El simple roce de mis pies, hizo que parte del suelo desapareciera, y que, de la impresión, mi codo chocara con rudeza contra el asiento. Este último también se desvaneció.

Blasfemé.

Los objetos eran más fuertes en el mundo de las sombras, sí, pero, tal parecía ser que no del todo.

Desplacé un vistazo fugaz. Vi el pañuelo todavía con los cristales en su interior en una esquina, justo al otro lado del agujero en el piso.

A pesar de, entre las piezas de la fuente, haber mantenido mi mano apretando el medallón en el interior de mi bolsillo, no pude tranquilizarme.

Supe con certeza que no debía moverme más de la cuenta, de lo contrario, todo se esfumaría en el trayecto al suelo, exceptuándome.

Alargué el cuello un poco más, hasta permitirme ver a través de la abertura hecha por mis pies. Entre el trasfondo arenoso, fue muy difícil lograr distinguir la gran altura en la que seguramente me encontraba.

Pronto avisté cómo una de las serpentinas se había abierto paso entre el desordenado grupo que formaba las inclinaciones, por dónde había visto a la sombra ascender. A diferencia de las que había visto izarse, ésta se mantenía con el filo retorcido, enroscado. Aparentando sujetar algo.

—¡Ash!

La serpentina se retorció y lo estrelló con violencia contra el poste que soportaba una canasta, tres más delante de la mía. Toda la estructura tembló y algunas partes de mi canasta se deshicieron.

Ningún músculo moví y el sobresalto tampoco me permitió ver. Pero de todos modos, estuve segura que una parte de la rueda se había deshecho.

Ahogué un grito cuando todo, nuevamente, con brutalidad se sacudió.

Mi canasta se inclinó un poco hacia atrás. A duras penas logré mantenerme sobre el mismo puesto, sin resbalar.

Deseé, anhelé, resé con desesperación poder de algún modo comprobar que estaba equivocada.

No pudo haber atrapado a Ashton tan fácilmente. Aunque momentos atrás le hubiese sido difícil mantenerme en el aire junto a él, era ágil. No estaba... No podía estar tan mal. Lo había visto antes de salir del escondite de Aros. Gran parte de su piel todavía permanecía sana. Su transformación, no pudo haber avanzado tan rápido.

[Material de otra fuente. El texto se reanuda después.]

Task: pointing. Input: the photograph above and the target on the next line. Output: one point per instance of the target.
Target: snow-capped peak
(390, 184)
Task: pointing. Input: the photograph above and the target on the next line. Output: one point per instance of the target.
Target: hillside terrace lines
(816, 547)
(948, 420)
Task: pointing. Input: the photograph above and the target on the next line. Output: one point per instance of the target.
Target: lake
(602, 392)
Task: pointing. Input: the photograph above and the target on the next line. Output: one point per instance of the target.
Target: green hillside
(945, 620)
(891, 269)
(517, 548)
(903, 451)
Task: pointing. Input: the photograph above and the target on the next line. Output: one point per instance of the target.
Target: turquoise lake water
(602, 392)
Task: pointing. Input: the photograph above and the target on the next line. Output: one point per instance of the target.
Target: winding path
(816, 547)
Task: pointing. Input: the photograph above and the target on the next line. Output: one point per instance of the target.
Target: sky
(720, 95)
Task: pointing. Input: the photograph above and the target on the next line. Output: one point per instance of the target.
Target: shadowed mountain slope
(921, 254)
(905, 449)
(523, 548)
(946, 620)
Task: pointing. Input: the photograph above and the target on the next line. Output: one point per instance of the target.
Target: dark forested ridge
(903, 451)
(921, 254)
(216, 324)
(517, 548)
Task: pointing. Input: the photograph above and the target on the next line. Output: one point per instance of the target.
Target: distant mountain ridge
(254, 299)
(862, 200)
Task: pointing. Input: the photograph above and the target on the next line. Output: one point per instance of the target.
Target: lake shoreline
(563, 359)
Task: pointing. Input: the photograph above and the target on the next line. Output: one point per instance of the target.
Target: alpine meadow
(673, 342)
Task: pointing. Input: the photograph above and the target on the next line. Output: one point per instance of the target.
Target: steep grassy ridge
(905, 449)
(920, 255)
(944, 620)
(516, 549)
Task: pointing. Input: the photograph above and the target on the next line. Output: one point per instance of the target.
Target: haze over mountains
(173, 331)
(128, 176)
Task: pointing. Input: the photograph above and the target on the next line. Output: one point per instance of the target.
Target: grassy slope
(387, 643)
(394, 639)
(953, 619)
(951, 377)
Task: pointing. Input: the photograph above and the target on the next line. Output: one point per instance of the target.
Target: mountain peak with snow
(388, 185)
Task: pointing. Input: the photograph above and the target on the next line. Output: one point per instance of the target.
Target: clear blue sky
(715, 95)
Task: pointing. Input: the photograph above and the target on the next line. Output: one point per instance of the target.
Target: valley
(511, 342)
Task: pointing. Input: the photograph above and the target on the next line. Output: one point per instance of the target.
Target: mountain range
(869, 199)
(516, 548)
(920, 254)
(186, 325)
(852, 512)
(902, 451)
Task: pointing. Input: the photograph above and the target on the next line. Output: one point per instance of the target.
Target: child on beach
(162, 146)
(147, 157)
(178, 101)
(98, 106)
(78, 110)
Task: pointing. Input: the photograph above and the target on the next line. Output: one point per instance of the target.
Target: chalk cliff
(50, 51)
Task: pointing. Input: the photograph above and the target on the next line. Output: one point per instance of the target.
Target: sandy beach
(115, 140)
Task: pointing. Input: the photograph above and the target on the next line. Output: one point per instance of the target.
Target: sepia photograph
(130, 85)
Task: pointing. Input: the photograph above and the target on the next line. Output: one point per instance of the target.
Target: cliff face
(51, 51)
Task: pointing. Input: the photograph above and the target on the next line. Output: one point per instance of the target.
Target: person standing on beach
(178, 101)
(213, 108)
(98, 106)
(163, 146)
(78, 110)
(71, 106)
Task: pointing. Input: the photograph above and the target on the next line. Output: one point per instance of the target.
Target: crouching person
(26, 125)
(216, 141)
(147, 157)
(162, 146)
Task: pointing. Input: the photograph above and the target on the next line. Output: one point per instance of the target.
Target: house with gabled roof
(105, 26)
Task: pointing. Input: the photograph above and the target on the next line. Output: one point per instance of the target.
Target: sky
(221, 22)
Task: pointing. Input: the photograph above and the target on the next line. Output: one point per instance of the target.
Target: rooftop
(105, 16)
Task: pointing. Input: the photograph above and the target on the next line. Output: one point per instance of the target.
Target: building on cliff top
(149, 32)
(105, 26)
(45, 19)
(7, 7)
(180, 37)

El amargo pensamiento cruzó mi cabeza hasta ser obstruido por completo. Un leve haz de luz marcó presencia en frente de mis ojos, desde un rincón de la canasta. Iluminó con fuerza, obligándome a cerrarlos.

Después de probar un par de veces, y, cuando creí que estaba bien mirar. Mi inspección dio con el pañuelo. El contenido en su interior resplandecía leve todavía, pero ya no lucía como el bulto que antes formaban los cristales en su interior. Y, al sacar la mano de su escondite, comprobé en los anillos que, efectivamente, el de la piedra blanca, una vez más, había sido el causante de lo que había sucedido ahí.

El costado de la canasta que permanecía torcida hacia el cielo, recibió un repentino impacto.

El tubo que traspasaba el poste se descolgó de un lado, dejándome con media espalda fuera de la canasta y el corazón frenético a punto de salirse de mi pecho.

De ese mismo lado, con las pupilas dilatadas por el susto, contemplé el rostro marchito de Connor asomarse con ojos reservados e irreales. Estaba sobre el techo, aferrado a él como una araña.